Scossi leggermente il cellulare per controllare l'ora sul blocca schermo, ma non dovevo svegliare nessuno quella mattina. Jimin si era rifiutato di tornare a casa la sera prima, Tae mi aveva mandato un messaggio per avvisarmi: Ho provato a convincerlo, ma dice di volere rimanere qui stanotte.Lanciai il telefono sul divano, avevo continuato a fissare lo schermo per tutto il tempo, con la speranza di leggere il nome di Jimin in una notifica.

Niente.

Avevo provato a chiamarlo un milione di volte, ma la linea era staccata; avevo iniziato ad odiare persino la voce robotica che mi ripeteva sempre la solita frase.

Perchè devo rovinare sempre tutto?

La suoneria del mio cellulare partì all'improvviso, così mi tuffai sul divano, ma il mio entusiasmo svanì subito.

- Jungkook, dimmi. - risposi con poca voglia.

- Allora è davvero grave. - disse senza salutarmi.

Ero solita chiamarlo Sensei, anche quando rispondevo alle sue chiamate, ma quel giorno non ero in vena di scherzare.

- Abbiamo litigato. - dissi e cercai di stabilizzare la mia voce.

- Oh.. - fece una piccola pausa - Ieri sera quando mi hai chiesto se Jimin fosse da me, non pensavo che aveste discusso. Vuoi salire un momento da me? -

Dopo essermi resa almeno presentabile, mi recai all'appartamento di Jungkook. Non suonai nemmeno il campanello, perchè conoscevo a memoria il codice per sbloccare il portone d'ingresso. Mi salutò con un piccolo abbraccio e poi mi chiese se avessi gradito una tazza di caffè; un espresso mi avrebbe tirato un po' su, forse. Ci sedemmo l'uno accanto all'altro sul divano chiaro del salotto e fissai la mia bevanda, non sapevo da dove cominciare.

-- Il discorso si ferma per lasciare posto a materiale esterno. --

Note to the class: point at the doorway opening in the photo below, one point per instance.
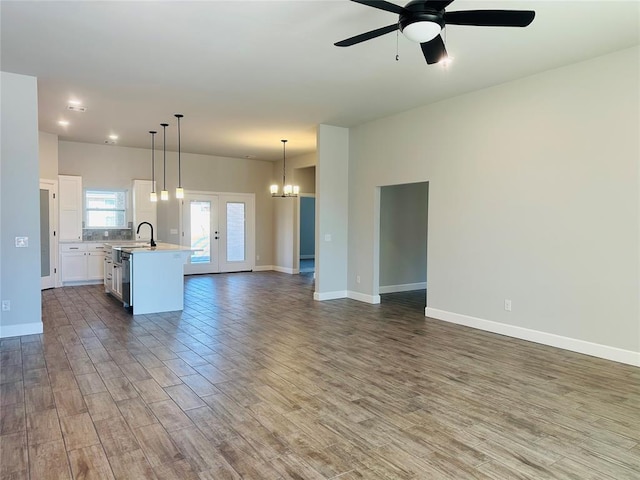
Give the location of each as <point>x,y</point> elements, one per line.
<point>403,232</point>
<point>48,239</point>
<point>304,241</point>
<point>220,227</point>
<point>307,226</point>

- Ho recuperato la memoria. - esordii.

- Ma è fantastico! Jimin ne sarà contento. - disse entusiasta e quasi fece cadere il caffè americano sul soffice tappeto sotto di noi.

- Sì. Sarebbe stato contento se glielo avessi detto subito. - non riuscivo a guardare negli occhi nemmeno Jungkook.

- In che senso? -

Gli raccontai del giorno in cui avevo ascoltato The Truth Untold per la prima volta, della mia decisione di fingermi smemorata e della scoperta di Taehyung. Rimase un po' in silenzio, forse stava scegliendo le parole giusto per dire quanto fossi stata meschina ed egoista.

- Speriamo che Jimin non se la prenda con Tae. - commentò solamente.

- Non voglio che litighino per un mio errore. Era talmente arrabbiato...ha ragione. - una lacrima finì nella tazza vuota che rigiravo nervosamente tra le mani.

- Ehi, vedrai che ti ascolterà. Sei troppo importante per lui. Aspetta solo che si sia calmato un po'. - mi confessò sollevandomi il mento con le sue dita lunghe.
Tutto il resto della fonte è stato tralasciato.